Sunday, July 14, 2013

What Racial Profiling Looks Like

Scriptonite has the following video well-portraying the influence of racial profiling on people's perceptions of events in her blog piece on the Trayvon Martin case.

In the video, three young actors - one white male, one African American male, and one blonde female - separately go through motions of "trying to steal" the same locked-up yet abandoned bicycle in a local park. 

Residents pretty much ignore the shenanigans of the white male and white female, with a few pedestrians making inquiries and even offering to help the young woman in a couple of instances.  When the black male youth tries to do the same thing, however, one person after another objects, with an angry crowd starting to gather, some snapping photos for evidence, and one man phones 911, as collective outrage erupts. 

(Don't try this yourselves without major planning, back-up, and protection.)

The point being, the pedestrians' perceptions of the exact same incident change drastically with the race and gender of the individual in question.  They see the African American male youth as engaging in an objectionable crime, yet the white male and female youths - engaged in the exact same behavior - are seen as doing nothing that out of the ordinary - even understandable in a few instances - since the bike has been left for days.  

Of course, in the case of Trayvon Martin, as opposed to this recorded social experiment, Trayvon wasn't doing anything that could be construed as the least bit illegal.  He was simply walking home from the store after purchasing some candy and an ice tea.

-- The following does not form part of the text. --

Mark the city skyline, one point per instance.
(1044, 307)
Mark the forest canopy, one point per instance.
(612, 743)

But he was a young African American male, so he was perceived by George Zimmerman as a "hoodlum" and "thug," although his actions were fully innocent and he was a very nice young person - some have tweeted he was also an honors student.

This is what racial profiling looks like, even among the most ordinary people who don't have any known unusual inclinations towards using guns and violence.  So now imagine racial profiling by someone more off-balance than these otherwise good folk (and by even just a little bit) out strolling on a sunny day in the park.